On Wednesday, Microsoft researchers unveiled a groundbreaking artificial intelligence (AI) model designed to create 3D gaming environments. Known as the World and Human Action Model (WHAM) or Muse, this innovative AI was developed through a collaboration between Microsoft’s Research Game Intelligence, Teachable AI Experiences (Tai X) teams, and Xbox Games Studios’ Ninja Theory. The company indicated that this large language model (LLM) is intended to assist game designers in both idea generation and the creation of visual elements and controller actions, thereby facilitating the game development process.
Microsoft Introduces Muse AI Model
The tech giant based in Redmond outlined the Muse AI model in a blog post. While currently classified as a research product, Microsoft plans to open-source the model’s weights and sample data for the WHAM Demonstrator, a prototype interface for interacting with the AI. Developers will have the opportunity to experiment with the model through Azure AI Foundry. Furthermore, detailed technical information about the model has been published in a paper in the journal Nature.

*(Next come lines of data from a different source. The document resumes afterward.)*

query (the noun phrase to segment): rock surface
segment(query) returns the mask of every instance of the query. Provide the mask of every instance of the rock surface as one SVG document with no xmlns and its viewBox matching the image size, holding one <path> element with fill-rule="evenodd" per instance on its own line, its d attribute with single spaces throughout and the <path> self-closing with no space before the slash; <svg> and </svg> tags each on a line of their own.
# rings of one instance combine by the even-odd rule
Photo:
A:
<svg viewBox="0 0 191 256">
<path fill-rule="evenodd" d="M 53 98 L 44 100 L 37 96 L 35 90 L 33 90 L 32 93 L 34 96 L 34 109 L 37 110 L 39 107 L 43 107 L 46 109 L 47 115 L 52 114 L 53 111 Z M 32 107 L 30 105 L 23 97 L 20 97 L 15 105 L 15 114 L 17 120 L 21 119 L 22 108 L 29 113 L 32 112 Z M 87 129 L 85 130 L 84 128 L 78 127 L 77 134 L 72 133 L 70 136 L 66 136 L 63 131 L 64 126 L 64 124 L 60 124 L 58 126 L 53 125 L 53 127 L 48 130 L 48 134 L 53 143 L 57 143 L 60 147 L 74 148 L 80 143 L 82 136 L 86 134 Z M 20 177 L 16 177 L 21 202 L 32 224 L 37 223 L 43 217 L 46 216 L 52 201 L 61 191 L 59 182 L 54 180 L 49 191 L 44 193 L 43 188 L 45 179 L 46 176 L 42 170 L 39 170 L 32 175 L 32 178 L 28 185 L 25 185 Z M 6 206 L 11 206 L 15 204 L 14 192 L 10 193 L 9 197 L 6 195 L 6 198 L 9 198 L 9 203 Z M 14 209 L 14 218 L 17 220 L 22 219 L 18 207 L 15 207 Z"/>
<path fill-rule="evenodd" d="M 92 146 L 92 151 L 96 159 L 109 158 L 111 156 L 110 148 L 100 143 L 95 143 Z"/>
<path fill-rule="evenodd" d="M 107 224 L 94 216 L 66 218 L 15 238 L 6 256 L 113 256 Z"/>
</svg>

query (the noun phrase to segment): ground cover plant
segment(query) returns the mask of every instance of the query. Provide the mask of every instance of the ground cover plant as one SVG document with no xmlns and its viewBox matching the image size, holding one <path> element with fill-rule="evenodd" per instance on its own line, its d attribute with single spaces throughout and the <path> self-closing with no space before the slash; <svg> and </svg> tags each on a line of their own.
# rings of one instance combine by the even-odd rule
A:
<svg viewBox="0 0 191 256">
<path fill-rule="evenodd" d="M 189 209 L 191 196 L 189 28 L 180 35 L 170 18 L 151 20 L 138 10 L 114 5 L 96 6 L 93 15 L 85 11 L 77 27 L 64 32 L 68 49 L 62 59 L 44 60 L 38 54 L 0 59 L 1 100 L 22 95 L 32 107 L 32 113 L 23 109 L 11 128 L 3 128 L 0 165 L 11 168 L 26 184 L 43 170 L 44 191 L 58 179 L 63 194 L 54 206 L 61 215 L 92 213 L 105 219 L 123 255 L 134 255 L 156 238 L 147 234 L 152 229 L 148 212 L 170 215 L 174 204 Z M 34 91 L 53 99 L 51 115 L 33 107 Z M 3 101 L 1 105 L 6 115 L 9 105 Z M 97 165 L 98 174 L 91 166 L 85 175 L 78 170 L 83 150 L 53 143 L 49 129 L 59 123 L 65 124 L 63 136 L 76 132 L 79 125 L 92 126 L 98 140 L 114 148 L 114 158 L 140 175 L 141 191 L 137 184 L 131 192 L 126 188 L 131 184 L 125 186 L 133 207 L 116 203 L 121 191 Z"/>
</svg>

Training a model in such a complex spectrum poses significant challenges. To develop this model, researchers amassed a substantial dataset of human gameplay experiences from the 2020 title Bleeding Edge, published by Ninja Theory. The LLM was trained using a billion pairs of images and actions, amounting to an equivalent of seven years of human gameplay. The data collection followed ethical standards and is strictly intended for research use.
According to the researchers, one of the main hurdles was the extensive scaling required for model training. Initially, Muse was trained using a cluster of Nvidia V100 GPUs, and later advanced to utilize multiple Nvidia H100 GPUs for enhanced performance.
The Muse AI model is engineered to accept both text and visual prompts. Once it generates a gaming environment, users can further refine it using controller inputs. The AI adapts to user movements, creating new environments that align with the original prompt and maintaining coherence with other gameplay elements.
Given its unique nature, conventional benchmark tests are insufficient for assessing the model’s performance. The researchers noted that they conducted internal evaluations based on metrics such as consistency, diversity, and persistence. Since Muse remains a research-oriented model, its output is currently limited to a resolution of 300×180 pixels.